CCR makes a strong argument in the relevant brief that Al Shimari is precisely the rare ATS lawsuit that can survive Kiobel. First, CCR argues that Kiobel‘s presumption against extraterritorial application of the ATS should not even apply in Al Shimari, because the conduct in question occurred in Iraq during the US occupation, a period in which (quoting Rasul) the US had “complete jurisdiction and control” over Abu Ghraib (recall that the Coalition Provisional Authority had “all executive, legislative, and judicial authority” over Iraq at this time), making it effectively US territory. The fact that the US was functioning as the sovereign in Iraq at the time of the relevant conduct, CCR also points out, means that allowing the lawsuit to proceed would be unlikely to result in “international discord” between the US and Iraq.

Second, CCR argues that the relevant conduct does indeed “touch and concern” the US “with sufficient force to displace the presumption against extraterritorial application.” It notes that CACI is a US corporation headquartered in the US; that CACI’s immunity from Iraqi legal process made it subject to US law; and that the conduct in question was directed from the US. It also notes that the US’s control over Abu Ghraib is — or should be — relevant to the “touch and concern” analysis.

Third, and finally, CCR claims that ATS lawsuits involving war crimes and torture should always be deemed to satisfy Kiobel, especially where — as in Al Shimari — the perpetrators of those crimes are present in the US. It argues that the potential for “international discord” is minor in such lawsuits, because war crimes and torture are types of conduct that all states are obligated to prevent and punish.

I am skeptical that CCR’s third argument will convince many federal courts post-Kiobel. Its first and second arguments, however, seem very compelling. I hope our resident and extraterritorial experts on the ATS will weigh in.

2 Responses

  1. Interesting.  I wonder if the Boumediene “de facto sovereignty” analysis of territoriality might be relevant here.

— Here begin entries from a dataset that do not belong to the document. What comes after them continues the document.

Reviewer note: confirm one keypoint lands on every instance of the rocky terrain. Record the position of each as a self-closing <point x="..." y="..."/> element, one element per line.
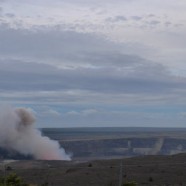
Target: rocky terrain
<point x="145" y="170"/>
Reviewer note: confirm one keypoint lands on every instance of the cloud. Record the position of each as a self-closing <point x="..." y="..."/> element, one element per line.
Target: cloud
<point x="116" y="19"/>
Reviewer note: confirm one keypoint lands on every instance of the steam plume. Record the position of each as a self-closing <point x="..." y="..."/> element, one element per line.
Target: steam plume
<point x="17" y="132"/>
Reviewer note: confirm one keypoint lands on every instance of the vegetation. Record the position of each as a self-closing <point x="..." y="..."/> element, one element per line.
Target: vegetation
<point x="12" y="180"/>
<point x="130" y="183"/>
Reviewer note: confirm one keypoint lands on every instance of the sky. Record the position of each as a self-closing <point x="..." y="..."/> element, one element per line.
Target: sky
<point x="95" y="63"/>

For a discussion of de facto sovereignty, see here and here.

    The other interesting wrinkle about this case is that Iraqi law may mandate the application of United States law.  Section 18 of Order 17 of the Coalition Provisional Authority stipulates that:

    “[T]hird-party claims including those … for personal injury, illness or death … arising from or attributed to acts or omissions of … Contractors or any persons employed by them for activities relating to performance of their Contracts, … shall be submitted and dealt with by the Sending State whose personnel … are alleged to have caused the claimed damage, in a manner consistent with the Sending State’s laws, regulations, and procedures.”

    It appears that during the period of occupation Iraqi law makes contractors who commit torts in Iraq subject to the Sending State’s laws, which presumably would include state tort laws as well as federal law (including the ATS?).  There is a choice of law issue that might require the application of Iraqi law nonetheless, see here, but I’m not aware of any court wrestling with the relationship between the ATS and CPA Order 17.   

    Roger Alford

  2. No argument from me that the US military has become the “common enemy of mankind” and its tortures should have no safe haven anywhere. Or the private contractors doing their bidding. The sovereign immunity aspect of this case bothers me, though.  It seems like a stretch to argue that CACI breached its contract, since obviously the military / cia told them everything to do.